Provincias ahogadas por adelantos de coparticipación
El informe también denuncia el mecanismo de adelantos financieros a las provincias, como el caso de Tierra del Fuego. Bajo el decreto 119/2024, se otorgan préstamos de hasta 400 mil millones de pesos, que deben devolverse en el mismo ejercicio fiscal con un interés del 16%, reteniendo automáticamente la coparticipación. “No es una ayuda, es una soga al cuello”, señaló Regueiro, calificando la práctica como una violación de la Ley de Coparticipación Federal.
Áreas con aumentos llamativos
En contraste con los recortes generalizados, dos áreas registraron incrementos presupuestarios: la Secretaría de Inteligencia del Estado, con un aumento del 34,2%, y el Incucai, lo que generó suspicacias sobre el destino de esos fondos. “Es una vergüenza, parece destinado al espionaje interno y al financiamiento de think tanks cercanos al oficialismo”, sostuvo la economista.

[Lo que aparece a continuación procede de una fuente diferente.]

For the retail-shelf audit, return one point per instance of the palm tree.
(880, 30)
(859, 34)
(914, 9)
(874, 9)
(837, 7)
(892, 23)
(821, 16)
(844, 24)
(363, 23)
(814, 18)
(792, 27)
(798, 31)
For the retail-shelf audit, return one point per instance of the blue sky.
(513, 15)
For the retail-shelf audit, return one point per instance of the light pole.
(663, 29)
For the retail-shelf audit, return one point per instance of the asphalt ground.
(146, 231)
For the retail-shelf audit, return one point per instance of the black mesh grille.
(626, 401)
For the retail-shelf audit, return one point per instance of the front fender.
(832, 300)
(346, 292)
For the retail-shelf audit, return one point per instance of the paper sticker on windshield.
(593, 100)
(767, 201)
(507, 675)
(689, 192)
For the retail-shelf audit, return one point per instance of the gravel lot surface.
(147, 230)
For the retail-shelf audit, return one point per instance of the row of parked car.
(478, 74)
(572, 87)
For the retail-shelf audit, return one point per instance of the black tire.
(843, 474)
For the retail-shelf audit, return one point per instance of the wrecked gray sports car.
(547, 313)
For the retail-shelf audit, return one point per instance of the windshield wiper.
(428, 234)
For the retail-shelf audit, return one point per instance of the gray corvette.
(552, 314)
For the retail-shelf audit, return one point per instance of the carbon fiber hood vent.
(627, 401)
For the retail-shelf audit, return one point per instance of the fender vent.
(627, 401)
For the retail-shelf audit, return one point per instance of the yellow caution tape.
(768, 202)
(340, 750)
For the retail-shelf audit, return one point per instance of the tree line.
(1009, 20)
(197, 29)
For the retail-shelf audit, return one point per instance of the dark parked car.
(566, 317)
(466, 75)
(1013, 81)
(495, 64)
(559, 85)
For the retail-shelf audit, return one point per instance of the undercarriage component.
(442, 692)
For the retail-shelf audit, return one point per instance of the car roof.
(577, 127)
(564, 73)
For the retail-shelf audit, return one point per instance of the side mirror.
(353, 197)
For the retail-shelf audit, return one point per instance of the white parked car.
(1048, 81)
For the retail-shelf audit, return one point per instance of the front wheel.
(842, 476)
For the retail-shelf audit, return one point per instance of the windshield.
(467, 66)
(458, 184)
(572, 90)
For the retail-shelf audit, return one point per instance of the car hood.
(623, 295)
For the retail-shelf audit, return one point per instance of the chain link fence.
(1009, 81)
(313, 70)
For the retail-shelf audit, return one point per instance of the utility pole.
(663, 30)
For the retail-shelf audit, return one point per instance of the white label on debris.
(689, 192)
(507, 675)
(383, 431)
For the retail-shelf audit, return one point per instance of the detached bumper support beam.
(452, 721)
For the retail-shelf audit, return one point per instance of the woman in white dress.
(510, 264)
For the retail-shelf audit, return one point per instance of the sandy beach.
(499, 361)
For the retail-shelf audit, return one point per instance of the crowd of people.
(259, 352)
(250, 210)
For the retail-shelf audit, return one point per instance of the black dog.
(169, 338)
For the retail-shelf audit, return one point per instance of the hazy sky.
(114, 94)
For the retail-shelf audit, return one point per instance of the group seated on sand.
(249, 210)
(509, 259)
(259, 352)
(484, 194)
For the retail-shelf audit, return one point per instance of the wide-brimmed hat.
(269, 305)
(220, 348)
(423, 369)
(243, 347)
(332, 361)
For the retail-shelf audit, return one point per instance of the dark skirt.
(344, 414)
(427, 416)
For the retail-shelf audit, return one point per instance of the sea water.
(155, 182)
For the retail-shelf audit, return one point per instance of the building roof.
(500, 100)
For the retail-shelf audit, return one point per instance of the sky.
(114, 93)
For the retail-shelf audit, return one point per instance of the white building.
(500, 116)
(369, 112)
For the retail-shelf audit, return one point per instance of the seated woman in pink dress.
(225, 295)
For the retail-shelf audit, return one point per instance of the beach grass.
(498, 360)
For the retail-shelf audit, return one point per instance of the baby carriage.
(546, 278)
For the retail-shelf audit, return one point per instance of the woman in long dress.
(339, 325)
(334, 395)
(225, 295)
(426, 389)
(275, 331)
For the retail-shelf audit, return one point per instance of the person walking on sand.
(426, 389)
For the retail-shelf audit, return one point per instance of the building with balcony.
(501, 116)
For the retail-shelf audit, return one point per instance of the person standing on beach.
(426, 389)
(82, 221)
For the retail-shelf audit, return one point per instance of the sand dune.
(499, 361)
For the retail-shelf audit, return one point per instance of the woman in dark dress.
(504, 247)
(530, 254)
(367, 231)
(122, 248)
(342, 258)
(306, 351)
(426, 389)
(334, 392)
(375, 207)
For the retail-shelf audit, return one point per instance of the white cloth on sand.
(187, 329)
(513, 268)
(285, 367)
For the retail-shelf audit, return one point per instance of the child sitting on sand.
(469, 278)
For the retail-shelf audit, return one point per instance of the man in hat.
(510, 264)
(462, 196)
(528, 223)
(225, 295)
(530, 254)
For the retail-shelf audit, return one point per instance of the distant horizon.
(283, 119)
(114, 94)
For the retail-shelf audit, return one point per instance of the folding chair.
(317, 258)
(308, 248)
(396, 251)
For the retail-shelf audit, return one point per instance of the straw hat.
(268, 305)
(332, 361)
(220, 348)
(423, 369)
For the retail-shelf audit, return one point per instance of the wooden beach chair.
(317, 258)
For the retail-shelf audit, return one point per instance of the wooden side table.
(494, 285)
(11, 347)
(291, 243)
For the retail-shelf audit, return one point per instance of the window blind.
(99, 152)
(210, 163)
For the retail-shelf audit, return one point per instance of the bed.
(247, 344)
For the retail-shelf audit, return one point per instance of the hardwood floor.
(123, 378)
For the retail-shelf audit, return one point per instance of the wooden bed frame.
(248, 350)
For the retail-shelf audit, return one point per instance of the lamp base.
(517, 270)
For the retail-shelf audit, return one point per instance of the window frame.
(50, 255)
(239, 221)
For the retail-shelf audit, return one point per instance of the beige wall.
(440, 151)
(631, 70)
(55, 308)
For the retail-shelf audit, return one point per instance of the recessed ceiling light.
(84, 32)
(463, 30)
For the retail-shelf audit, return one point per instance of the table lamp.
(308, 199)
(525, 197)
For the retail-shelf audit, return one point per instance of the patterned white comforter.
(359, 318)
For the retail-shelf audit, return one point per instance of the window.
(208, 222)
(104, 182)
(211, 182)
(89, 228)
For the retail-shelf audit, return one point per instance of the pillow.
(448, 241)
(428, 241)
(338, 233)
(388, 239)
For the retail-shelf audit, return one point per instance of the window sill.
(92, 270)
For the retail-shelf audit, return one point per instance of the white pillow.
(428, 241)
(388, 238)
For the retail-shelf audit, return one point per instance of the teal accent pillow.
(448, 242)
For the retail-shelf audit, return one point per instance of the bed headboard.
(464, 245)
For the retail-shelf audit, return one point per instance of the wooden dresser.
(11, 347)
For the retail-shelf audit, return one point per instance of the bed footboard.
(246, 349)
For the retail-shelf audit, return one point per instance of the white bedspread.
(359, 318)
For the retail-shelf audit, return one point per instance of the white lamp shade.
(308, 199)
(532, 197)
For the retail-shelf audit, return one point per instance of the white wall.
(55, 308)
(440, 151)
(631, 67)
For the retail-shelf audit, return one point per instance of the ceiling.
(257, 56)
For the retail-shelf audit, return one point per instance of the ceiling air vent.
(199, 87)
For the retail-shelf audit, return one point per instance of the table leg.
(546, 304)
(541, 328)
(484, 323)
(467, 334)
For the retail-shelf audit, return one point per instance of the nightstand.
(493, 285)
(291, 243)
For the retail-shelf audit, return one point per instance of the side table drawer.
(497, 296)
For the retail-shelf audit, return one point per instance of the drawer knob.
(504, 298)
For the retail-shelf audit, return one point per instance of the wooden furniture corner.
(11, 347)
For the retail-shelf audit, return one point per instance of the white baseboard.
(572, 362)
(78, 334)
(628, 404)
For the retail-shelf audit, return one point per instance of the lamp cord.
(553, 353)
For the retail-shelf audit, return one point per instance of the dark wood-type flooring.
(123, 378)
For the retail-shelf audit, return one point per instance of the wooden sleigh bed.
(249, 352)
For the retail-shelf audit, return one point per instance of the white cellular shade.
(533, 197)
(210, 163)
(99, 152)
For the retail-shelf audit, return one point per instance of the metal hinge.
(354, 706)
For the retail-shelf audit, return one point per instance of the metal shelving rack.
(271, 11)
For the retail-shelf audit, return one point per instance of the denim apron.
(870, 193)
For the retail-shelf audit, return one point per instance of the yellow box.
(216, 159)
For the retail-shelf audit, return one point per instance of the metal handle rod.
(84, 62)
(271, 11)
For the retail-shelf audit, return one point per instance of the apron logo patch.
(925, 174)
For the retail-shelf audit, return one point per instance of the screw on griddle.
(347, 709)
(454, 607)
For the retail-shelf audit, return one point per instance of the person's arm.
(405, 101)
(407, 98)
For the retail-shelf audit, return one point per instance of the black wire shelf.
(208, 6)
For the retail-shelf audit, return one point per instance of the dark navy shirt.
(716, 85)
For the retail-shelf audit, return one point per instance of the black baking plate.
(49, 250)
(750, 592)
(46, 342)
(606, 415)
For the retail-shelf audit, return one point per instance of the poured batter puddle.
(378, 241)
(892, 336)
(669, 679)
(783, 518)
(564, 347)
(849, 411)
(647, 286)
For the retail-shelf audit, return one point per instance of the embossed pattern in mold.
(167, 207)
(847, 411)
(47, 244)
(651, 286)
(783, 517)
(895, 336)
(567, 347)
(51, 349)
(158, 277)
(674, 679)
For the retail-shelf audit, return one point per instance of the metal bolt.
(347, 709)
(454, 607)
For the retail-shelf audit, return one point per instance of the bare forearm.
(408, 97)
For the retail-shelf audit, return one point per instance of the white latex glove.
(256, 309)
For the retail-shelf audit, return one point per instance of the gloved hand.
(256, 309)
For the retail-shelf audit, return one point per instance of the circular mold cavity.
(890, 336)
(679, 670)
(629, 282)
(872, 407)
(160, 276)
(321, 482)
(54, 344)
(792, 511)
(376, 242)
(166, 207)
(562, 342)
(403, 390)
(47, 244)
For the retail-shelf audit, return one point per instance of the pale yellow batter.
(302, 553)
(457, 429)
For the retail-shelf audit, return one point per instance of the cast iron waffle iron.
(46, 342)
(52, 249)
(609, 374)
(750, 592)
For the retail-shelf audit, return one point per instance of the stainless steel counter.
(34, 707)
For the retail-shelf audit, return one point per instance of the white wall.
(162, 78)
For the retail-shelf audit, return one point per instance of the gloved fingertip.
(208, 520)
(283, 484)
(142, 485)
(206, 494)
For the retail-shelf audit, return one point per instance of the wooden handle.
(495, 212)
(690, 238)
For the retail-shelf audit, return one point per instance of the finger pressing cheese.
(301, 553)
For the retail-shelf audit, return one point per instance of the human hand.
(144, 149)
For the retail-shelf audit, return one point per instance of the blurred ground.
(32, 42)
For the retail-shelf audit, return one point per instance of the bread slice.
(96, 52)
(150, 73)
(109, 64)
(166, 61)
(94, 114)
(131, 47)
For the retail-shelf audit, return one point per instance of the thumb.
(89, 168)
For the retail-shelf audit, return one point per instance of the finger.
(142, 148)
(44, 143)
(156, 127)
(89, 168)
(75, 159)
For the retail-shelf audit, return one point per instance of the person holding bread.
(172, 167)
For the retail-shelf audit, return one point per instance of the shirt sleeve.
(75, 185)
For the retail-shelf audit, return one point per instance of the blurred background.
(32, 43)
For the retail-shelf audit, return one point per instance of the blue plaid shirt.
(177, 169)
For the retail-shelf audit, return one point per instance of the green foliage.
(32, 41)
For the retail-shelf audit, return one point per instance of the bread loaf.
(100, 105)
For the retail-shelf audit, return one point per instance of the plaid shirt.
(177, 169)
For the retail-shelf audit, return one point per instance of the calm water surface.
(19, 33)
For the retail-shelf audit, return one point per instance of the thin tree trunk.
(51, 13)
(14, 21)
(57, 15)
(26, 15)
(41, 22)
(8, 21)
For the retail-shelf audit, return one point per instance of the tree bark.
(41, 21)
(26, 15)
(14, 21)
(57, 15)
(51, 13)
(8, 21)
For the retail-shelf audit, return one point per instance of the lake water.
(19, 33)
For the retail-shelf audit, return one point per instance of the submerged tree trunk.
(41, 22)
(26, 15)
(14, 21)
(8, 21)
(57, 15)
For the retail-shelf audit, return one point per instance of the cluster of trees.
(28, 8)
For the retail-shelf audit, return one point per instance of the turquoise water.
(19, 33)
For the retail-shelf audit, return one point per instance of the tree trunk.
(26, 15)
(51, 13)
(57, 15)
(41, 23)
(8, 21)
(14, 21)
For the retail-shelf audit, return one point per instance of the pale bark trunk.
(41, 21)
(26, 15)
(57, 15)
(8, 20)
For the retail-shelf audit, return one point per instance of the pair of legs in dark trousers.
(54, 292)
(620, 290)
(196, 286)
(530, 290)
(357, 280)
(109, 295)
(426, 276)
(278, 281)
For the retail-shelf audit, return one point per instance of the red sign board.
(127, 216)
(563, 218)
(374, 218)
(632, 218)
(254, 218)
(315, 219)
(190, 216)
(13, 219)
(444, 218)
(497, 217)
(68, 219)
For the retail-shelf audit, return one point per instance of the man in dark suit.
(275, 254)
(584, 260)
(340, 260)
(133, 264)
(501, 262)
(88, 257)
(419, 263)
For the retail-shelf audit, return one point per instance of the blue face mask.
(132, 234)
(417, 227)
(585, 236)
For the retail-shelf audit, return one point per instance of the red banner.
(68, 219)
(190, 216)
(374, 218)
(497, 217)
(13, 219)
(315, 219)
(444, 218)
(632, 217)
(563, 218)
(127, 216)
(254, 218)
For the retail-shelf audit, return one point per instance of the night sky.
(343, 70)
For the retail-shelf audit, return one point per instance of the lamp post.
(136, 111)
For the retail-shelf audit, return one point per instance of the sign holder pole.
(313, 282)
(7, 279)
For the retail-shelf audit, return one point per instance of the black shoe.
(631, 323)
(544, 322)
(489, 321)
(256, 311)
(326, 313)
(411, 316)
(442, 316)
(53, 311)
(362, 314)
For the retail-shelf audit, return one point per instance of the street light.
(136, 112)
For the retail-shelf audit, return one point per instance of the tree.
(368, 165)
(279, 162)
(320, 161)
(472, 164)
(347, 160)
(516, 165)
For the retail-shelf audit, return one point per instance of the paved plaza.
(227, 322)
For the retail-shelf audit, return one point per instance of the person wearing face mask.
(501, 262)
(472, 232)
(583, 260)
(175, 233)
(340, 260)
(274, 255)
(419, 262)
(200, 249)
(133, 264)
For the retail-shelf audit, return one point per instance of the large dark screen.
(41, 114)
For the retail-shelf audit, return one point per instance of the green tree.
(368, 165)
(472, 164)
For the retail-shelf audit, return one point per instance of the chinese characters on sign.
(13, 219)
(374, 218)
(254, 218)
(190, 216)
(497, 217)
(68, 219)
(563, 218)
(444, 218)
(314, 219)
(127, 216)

Un escenario de conflictividad creciente
La reducción de programas sociales, la caída de la recaudación y el deterioro de los salarios derivan en un aumento de la conflictividad gremial y social en todo el país. “Los docentes ven alumnos que se duermen por hambre, los médicos enfrentan una sobrecarga infinita, y las provincias no pueden sostener sus compromisos”, resumió Regueiro.
El CEPA concluye que el ajuste no solo debilita al Estado, sino que profundiza la precariedad de la vida cotidiana y compromete derechos básicos como salud, educación, vivienda y seguridad.